La récolte des pommes de terre est d’environ 2 500 hectolitres. La culture principale est, sans contredit, celle des fourrages dont on récolte environ 3 000 quintaux métriques et 2 000 quintaux métriques de paille. Ainsi que nous venons de la voir, le revenu principal de nos propriétaires ne peut être ni le blé ni les cultures industrielles, mais bien celui qu’ils retirent de l’élevage du bétail ; par conséquent, leur principal objectif est et doit être la culture des fourrages. Nos cultivateurs l’ont si bien compris qu’ils semblent aujourd’hui pousser tous leurs efforts à l’augmentation de la quantité du fourrage, et à cet effet ils créent des prairies artificielles et ensemencent leurs terres en trèfle rouge et en vesce. Les 2 dernières plantes sont loin d’épuiser le sol comme les céréales ; bien au contraire, on les fait souvent servir d’engrais.
Quant aux prairies proprement dîtes, où l’on fait 2 coupes de fourrage tous les ans, il est malheureux de constater que quelques-unes, sises au levant du village, auraient besoin de drainage et de défonçages sérieux et que sous ce rapport on ne fait rien ou presque rien. Les autres sont généralement l’objet de soins nombreux et bien dirigés et leur production couronne largement le travail de nos cultivateurs. Aussi, cela leur a permis d’augmenter la population animale d’une manière bien sensible. Aujourd’hui on compte plus de 500 bêtes à cornes tandis qu’en 1790 il y en avait à peine 265.
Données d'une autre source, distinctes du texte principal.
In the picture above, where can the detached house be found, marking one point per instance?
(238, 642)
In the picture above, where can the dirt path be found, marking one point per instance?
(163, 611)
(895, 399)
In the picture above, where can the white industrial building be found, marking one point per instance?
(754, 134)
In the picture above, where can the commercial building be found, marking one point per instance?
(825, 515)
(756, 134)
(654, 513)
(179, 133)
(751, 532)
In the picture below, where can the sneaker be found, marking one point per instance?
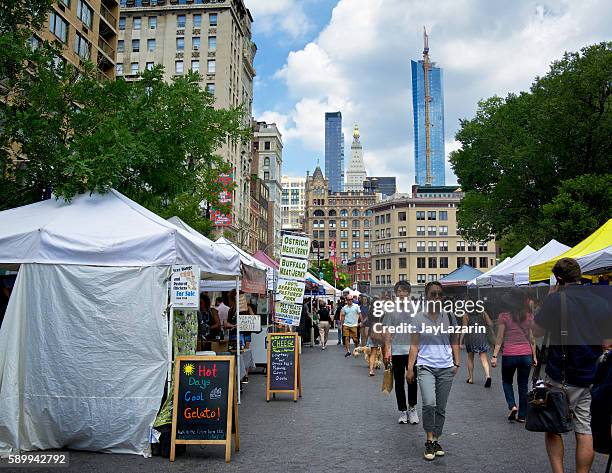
(439, 452)
(413, 417)
(430, 452)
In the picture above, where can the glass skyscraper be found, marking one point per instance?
(436, 123)
(334, 151)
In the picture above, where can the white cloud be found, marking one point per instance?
(286, 15)
(360, 64)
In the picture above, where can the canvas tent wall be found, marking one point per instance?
(87, 310)
(593, 250)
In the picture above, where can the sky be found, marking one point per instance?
(316, 56)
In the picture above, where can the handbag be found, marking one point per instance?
(548, 408)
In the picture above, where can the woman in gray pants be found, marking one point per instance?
(437, 358)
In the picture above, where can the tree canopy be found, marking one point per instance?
(529, 162)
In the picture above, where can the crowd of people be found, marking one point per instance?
(517, 331)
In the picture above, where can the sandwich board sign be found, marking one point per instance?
(205, 404)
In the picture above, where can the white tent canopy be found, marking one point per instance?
(88, 310)
(104, 230)
(485, 279)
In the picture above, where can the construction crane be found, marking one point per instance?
(426, 68)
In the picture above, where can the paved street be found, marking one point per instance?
(344, 423)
Dans notre région, on tient encore aux vieilles habitudes et tous les procédés de culture se ressentent malheureusement de cette funeste routine. Aussi rien, ou à peu près, n’a transpiré du nouvel outillage qui se crée journellement pour les travaux de la campagne. C’est à peine si un seul propriétaire a fait acquisition pour son compte personnel d’une batteuse mécanique. Les ventilateurs, les charrues en fer, quelques fourches également en fer sont aussi adoptés et tout le nouveau est là. Il est vrai de dire que ces machines qui font le travail si vite et si bien sont d’un emploi par trop difficile, sinon quelquefois impossible par nos terrains en pente, et leur achat est malheureusement hors de la portée des maigres bourses de nos cultivateurs. Et puis encore la propriété est morcelée à l’infini et les grands propriétaires, eux seuls qui pourraient venir en aide aux petits et faire en grand la culture de leurs terres, ne se rencontrent pas ici. Les procédés de culture se ressentent donc de cet état de choses, aussi restent-ils à l’état rudimentaire et ne présentent rien de particulier à signaler.